The People’s Party for Freedom and Democracy (VVD) led by former prime minister Mark Rutte, the recently established “New Social Contract” (NSC) Party, and the Labour and Green Left (PvdA/GL) parties operating on a single ticket are leading in opinion polls.
Turkish-born Yesilgoz, 46, narrowly ahead in recent polls, has a shot at becoming the Netherlands’ first woman prime minister.
In the election campaign, she has distanced herself from Rutte, who led the party for more than a decade.
She is campaigning to limit migration and says her own experience of fleeing to the Netherlands as an eight-year-old with her Turkish Kurdish human rights activist parents informs her views.
Yesilgoz told Reuters that when she arrived in the 1980s it was possible to get housing in a predominantly Dutch neighbourhood, learn the language and contribute to society. Now, there are too many asylum seekers, not enough housing and little integration, which is unfair to both Dutch society and refugees, she said.
Yesilgoz, who now serves as Justice Minister, is often characterized as more media savvy than a policy expert. She is a self-confessed workaholic and told journalists she only does three things besides work: sleep, exercise and try to eat healthy.
One of the Netherlands’ longest serving parliamentarians Pieter Omtzigt, 49, long seen as a policy wonk reinvented himself as the political conscience of the country.
After breaking with the Christian Democrats in 2021 he founded his own NSC party and is neck and neck with the VVD in the latest polls.
As a parliamentarian, he earned a reputation as a “political pit bull” with his tenacity and in-depth knowledge of complex political questions, coupled with a willingness to challenge ministers of his own party.
Omtzigt gained prominence in 2019 when he played a key role in pursuing a scandal in which thousands of families had been wrongfully accused of child care benefit fraud on the basis of their ethnicity. One of Rutte’s cabinets collapsed as a result.
During the campaign Omtzigt positioned himself as a centrist: conservative on immigration and climate change but leftist on reducing poverty and improving healthcare. His party’s top goal, though, is reforming lawmaking and policy.
At a time of low public trust his supporters see him as a politician of rare integrity.
He has endeared himself to the public with his distinct regional accent and the fact that he commutes over two hours each way by train to his home in Enschede, close to the German border, instead of moving closer to parliament in The Hague.
Known for overseeing the E.U.’s Green Deal as European Commission Vice President, Timmermans, 62, returned to Dutch politics in August with the ambition of becoming prime minister.
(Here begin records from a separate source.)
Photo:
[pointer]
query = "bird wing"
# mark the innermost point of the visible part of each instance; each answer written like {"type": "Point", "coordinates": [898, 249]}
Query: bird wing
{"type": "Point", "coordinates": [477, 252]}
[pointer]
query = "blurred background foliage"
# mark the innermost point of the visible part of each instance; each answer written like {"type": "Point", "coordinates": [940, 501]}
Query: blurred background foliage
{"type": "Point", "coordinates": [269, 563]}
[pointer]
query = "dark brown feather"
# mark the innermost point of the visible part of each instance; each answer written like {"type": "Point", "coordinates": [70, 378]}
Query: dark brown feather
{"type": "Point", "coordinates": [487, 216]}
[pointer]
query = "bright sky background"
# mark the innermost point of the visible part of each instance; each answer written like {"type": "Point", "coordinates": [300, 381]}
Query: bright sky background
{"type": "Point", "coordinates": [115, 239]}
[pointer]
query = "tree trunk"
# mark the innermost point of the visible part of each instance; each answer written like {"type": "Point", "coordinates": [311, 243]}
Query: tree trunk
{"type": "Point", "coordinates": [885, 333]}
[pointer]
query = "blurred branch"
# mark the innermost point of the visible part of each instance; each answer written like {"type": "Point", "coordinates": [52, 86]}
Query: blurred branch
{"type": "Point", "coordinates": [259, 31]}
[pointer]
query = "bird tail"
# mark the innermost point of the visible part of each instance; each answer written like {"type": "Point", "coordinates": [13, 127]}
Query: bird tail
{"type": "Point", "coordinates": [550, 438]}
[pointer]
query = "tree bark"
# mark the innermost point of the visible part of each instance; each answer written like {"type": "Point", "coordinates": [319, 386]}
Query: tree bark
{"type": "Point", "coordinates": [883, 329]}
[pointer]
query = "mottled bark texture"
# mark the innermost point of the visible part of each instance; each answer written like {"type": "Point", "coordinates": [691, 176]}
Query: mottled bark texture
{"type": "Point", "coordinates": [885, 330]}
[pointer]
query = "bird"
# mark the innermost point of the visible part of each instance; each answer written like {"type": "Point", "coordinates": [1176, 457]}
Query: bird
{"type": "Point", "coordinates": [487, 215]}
Labour/Green Left is currently third in the polls. The native of the southern Dutch province of Limburg has spent nearly a decade in Brussels as vice president of the European Commission.
With his experience, Timmermans has positioned himself as the elder statesman and a viable left-wing alternative to the current government.
He has made climate change, one of the key concerns of voters on the Dutch left, the central point of his campaign, along with attempts to win back support of blue-collar workers for Labour.
A son of a diplomat, Timmermans speaks English, German, French, Italian and Russian in addition to Dutch. He started his political career in the Dutch Labour party in the 1990s and served as foreign minister between 2012 and 2014.